I await your news and I warmly embrace you and your family.
Gabriella
One other thing: Since I think it is right that
The New Yorker
should also “dissociate” itself from Spezi and his actions, if you wish, I can explain certain things in an interview, getting you out of the situation into which Spezi has pulled you, that is to say I can demonstrate to the American press your lack of involvement in the “fraud.”
I read the e-mail with disbelief, and finally, for the first time in weeks, I found myself laughing at the absurdity of it all. Could any novelist, even a writer with the
coglioni
of, say, Norman Mailer, have dared invent a character like this woman? I think not.

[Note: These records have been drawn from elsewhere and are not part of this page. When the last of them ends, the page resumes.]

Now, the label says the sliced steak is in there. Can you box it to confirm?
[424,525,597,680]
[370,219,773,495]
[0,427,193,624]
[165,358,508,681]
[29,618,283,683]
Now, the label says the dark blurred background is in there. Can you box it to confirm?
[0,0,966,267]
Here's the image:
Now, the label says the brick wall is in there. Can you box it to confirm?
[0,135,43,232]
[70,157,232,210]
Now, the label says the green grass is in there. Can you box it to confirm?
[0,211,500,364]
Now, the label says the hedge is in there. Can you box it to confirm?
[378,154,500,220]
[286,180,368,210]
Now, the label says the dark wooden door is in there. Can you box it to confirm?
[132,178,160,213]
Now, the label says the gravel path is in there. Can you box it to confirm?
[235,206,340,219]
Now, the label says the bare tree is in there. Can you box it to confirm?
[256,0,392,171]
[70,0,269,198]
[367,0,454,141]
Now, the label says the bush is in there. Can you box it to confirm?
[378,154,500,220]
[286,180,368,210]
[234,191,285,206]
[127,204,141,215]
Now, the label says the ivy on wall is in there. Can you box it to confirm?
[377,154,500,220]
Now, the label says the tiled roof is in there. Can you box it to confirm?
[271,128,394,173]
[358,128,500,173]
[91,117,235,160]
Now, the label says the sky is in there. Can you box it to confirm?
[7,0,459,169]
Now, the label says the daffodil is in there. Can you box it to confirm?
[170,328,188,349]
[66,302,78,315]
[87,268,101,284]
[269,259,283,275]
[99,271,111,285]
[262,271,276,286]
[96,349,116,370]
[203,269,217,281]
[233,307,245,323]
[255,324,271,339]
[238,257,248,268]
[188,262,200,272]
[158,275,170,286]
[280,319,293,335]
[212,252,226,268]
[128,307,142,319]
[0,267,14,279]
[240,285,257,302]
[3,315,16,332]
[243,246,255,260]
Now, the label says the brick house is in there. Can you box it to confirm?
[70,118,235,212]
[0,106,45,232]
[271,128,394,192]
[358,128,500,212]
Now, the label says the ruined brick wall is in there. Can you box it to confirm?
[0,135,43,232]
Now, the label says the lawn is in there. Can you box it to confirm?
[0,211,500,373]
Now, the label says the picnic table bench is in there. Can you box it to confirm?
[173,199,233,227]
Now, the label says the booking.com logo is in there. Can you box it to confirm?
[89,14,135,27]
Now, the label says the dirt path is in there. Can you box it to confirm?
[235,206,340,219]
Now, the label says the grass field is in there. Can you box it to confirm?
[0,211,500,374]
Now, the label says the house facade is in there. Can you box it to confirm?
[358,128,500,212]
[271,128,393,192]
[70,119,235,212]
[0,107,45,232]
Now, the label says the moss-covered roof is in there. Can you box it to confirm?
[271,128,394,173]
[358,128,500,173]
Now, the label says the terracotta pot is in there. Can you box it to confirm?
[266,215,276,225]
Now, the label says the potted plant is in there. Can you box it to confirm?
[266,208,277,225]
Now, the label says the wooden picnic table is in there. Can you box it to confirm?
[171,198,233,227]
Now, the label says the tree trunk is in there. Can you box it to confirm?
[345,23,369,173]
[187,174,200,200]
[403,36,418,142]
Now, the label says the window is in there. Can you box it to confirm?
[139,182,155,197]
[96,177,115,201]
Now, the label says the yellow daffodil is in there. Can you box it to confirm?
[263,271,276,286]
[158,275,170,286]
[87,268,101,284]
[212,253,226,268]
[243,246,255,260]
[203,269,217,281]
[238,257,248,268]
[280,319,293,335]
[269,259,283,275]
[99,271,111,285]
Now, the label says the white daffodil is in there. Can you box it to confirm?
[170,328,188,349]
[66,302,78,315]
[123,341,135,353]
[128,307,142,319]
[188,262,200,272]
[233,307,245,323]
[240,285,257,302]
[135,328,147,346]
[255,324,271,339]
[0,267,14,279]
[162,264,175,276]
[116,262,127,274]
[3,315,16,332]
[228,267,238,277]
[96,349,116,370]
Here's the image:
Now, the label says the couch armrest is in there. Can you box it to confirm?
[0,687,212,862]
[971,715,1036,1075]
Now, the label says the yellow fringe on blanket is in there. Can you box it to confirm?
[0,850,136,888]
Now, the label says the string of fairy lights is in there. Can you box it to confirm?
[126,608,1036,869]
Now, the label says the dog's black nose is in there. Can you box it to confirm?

April 28, the day of Spezi’s appearance before the Tribunal of Reexamination, approached. I spoke to Myriam on April 27. She was extremely fearful of what might happen at the hearing, and she told me Spezi’s lawyers shared her pessimism. If the judges kept Spezi in preventive detention, he would remain in prison for at least another three months before the next judicial review could take place, and a reversal of his imprisonment would be even more unlikely. The Italian judicial system moves at a glacial pace; the ugly truth was that Spezi could remain in prison for years before his case finally came to trial.
Spezi’s lawyers had learned that Mignini was preparing a full-court press at the hearing to make absolutely sure Spezi wasn’t released. This had become the most visible case the public minister had undertaken in his career. The criticism of him in the national and worldwide press had been scorching and was rising daily. His reputation depended on winning this hearing.
I called Niccolò and asked if he had any predictions on what Mario’s fate would be. He was guarded and pessimistic. “Judges in Italy protect their own” was all he would say.